• While troubleshooting a poor performing query this morning I came across something which surprised me - actually, two things:

    1) one of the tables being queried defined no primary key or clustered index

    2) the optimiser chose an index seek over an index scan for the query

    For argument's sake, let's put aside the first shocking point for now. In fact, look past all the poor design decisions. It's the optimiser's behaviour in the given scenario which interests me.

    The heap being queried comprises ~9.5M records in a single partition occupying ~36GB of space or ~5M pages (it's a wide denormalised table).
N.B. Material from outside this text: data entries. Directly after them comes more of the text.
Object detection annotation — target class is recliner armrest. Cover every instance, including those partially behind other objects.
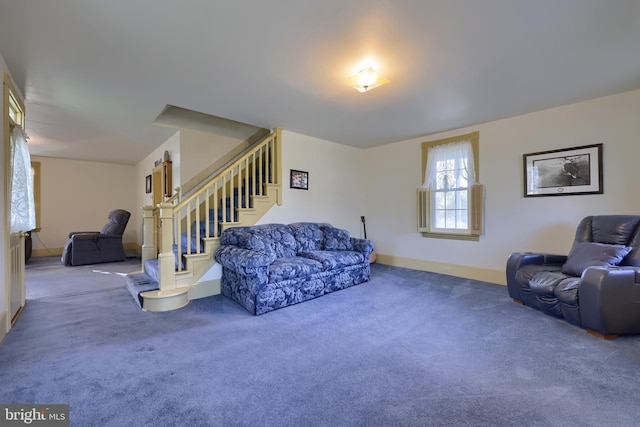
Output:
[506,252,567,301]
[71,232,122,241]
[578,267,640,336]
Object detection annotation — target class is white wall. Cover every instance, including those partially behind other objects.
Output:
[259,130,369,237]
[364,90,640,280]
[131,131,181,245]
[180,129,244,184]
[31,156,137,255]
[0,53,10,334]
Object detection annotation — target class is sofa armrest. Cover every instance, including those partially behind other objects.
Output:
[506,252,567,301]
[69,231,100,238]
[578,267,640,336]
[215,245,275,275]
[350,237,373,260]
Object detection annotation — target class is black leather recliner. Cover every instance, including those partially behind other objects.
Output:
[507,215,640,338]
[62,209,131,265]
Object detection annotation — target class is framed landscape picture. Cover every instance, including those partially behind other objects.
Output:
[523,144,603,197]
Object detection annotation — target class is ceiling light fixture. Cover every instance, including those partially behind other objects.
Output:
[347,60,389,92]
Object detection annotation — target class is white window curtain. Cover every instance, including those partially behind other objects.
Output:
[422,140,476,190]
[9,126,36,233]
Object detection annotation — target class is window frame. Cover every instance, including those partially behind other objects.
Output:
[421,131,480,241]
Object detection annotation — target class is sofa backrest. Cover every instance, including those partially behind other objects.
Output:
[289,222,331,254]
[220,222,352,258]
[100,209,131,236]
[220,224,297,258]
[573,215,640,266]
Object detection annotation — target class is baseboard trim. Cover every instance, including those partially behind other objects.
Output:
[377,254,507,285]
[31,248,62,257]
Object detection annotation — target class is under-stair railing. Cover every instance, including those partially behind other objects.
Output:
[142,129,281,284]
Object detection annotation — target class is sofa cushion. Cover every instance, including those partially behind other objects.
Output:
[562,242,631,276]
[289,222,324,253]
[299,251,364,270]
[269,256,322,283]
[322,225,353,251]
[253,224,297,258]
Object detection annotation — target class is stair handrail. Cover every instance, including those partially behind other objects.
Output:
[154,128,282,284]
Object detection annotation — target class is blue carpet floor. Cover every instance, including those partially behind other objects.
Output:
[0,264,640,427]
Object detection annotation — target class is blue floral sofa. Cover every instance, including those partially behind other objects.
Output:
[215,222,373,315]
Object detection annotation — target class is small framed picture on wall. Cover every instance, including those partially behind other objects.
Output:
[291,169,309,190]
[144,175,151,194]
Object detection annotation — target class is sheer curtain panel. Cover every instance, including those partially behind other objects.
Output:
[9,126,36,233]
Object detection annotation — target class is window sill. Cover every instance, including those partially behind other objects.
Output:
[422,232,480,242]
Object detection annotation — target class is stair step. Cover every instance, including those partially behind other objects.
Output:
[125,273,159,308]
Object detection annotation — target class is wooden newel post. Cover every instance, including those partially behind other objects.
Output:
[158,203,176,292]
[142,206,156,270]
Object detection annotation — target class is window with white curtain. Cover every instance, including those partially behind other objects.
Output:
[10,125,36,233]
[418,132,484,240]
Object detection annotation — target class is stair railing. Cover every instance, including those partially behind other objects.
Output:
[142,129,282,291]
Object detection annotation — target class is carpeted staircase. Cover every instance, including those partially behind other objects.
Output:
[126,258,159,308]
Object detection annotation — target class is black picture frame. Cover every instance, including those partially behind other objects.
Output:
[144,175,151,194]
[522,144,604,197]
[290,169,309,190]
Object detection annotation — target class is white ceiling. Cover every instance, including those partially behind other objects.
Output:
[0,0,640,164]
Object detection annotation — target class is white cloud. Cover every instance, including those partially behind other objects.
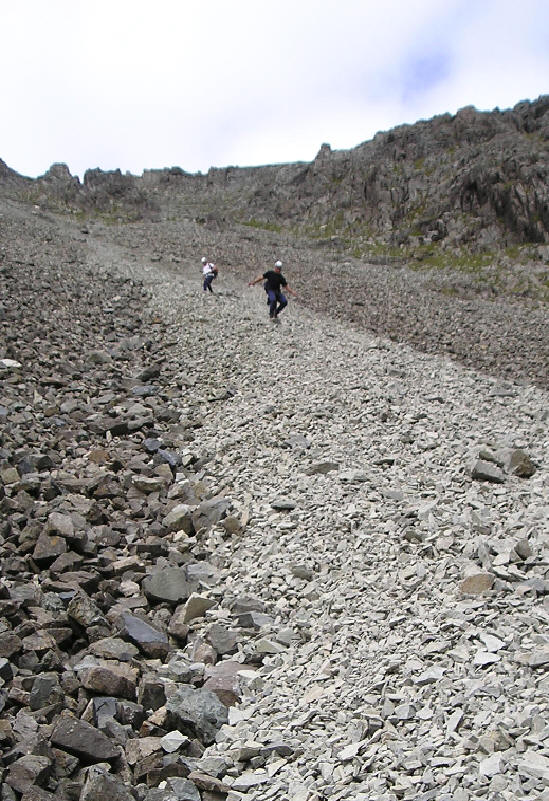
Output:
[0,0,549,175]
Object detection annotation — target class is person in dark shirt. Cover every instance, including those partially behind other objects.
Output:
[248,261,297,322]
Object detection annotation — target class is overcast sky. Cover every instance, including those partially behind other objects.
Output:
[0,0,549,177]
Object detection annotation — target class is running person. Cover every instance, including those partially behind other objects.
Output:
[202,256,218,294]
[248,261,297,320]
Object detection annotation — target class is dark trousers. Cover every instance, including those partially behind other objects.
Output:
[266,289,288,317]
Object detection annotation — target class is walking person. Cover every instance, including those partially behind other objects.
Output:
[202,256,219,294]
[248,261,297,322]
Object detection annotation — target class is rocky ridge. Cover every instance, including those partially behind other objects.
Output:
[0,195,549,801]
[0,95,549,264]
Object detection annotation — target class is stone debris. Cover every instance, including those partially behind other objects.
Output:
[0,195,549,801]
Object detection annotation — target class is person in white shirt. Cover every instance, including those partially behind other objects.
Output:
[202,256,218,293]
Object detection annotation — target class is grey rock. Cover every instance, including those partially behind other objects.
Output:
[120,613,169,658]
[141,567,198,604]
[166,686,227,745]
[51,717,119,762]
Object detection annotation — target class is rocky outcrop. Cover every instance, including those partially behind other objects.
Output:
[0,96,549,250]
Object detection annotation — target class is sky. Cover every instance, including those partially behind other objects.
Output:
[0,0,549,178]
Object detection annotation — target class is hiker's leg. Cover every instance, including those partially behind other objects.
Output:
[276,292,288,315]
[267,289,276,317]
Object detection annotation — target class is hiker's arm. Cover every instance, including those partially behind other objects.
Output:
[284,284,299,300]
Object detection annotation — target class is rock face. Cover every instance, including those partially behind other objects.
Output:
[0,96,549,250]
[0,144,549,801]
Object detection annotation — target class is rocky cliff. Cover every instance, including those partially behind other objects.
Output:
[0,95,549,259]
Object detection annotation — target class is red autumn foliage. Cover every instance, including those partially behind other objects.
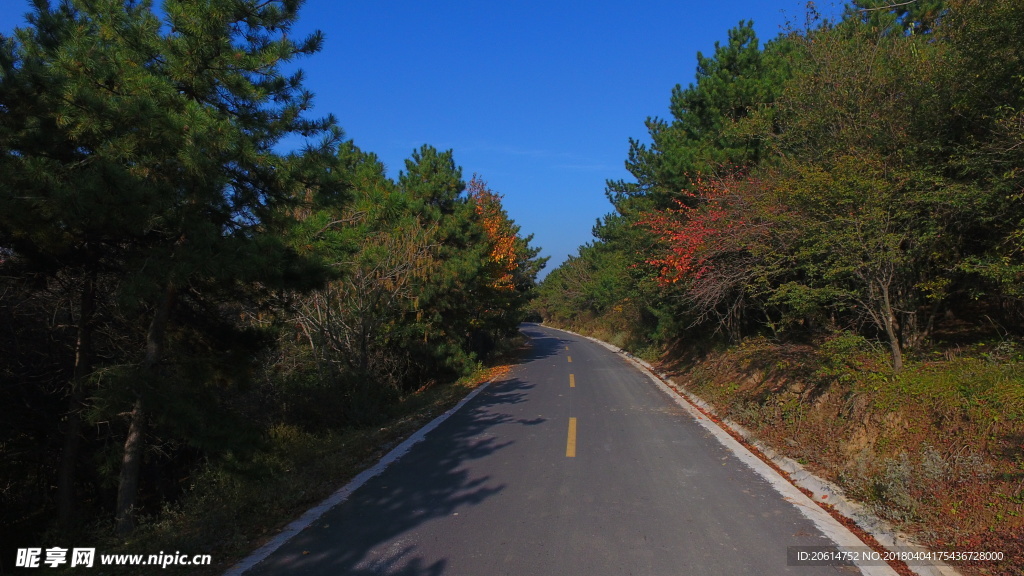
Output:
[640,172,750,286]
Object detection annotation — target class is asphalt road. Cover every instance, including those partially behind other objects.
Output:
[247,325,876,576]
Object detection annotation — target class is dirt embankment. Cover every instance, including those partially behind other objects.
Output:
[660,335,1024,576]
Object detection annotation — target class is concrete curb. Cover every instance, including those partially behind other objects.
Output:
[549,327,961,576]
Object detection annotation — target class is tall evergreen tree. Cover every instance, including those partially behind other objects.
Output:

A non-clustered index exists on a char(1) column called 'TransType' with density of 0.25:

    RANGE_HI_KEY EQ_ROWS

    9,581,682

    A 264

    H 263

    X 98

    It also defines 4 INCLUDED fields: PolNo, PolSeq, PolYear, PolMonth and occupies 3 levels over 41,482 pages.

    Finally, here's the portion of the query which surprised me:

    SELECT

    PolNo,

    PolSeq,

    PolYear,

    PolMonth

    FROM

    dbo.PolHistory

    WHERE

    TransType = ' '; --41,575 logical reads

    The resulting plan consists of a single Index Seek operator. The index stats utilised a FULLSCAN and are up-to-date.

    Sure, the index is covering, but given the value being seeked has such poor selectivity, why isn't a scan of the leaf nodes chosen over 9.5M traversals the index structure?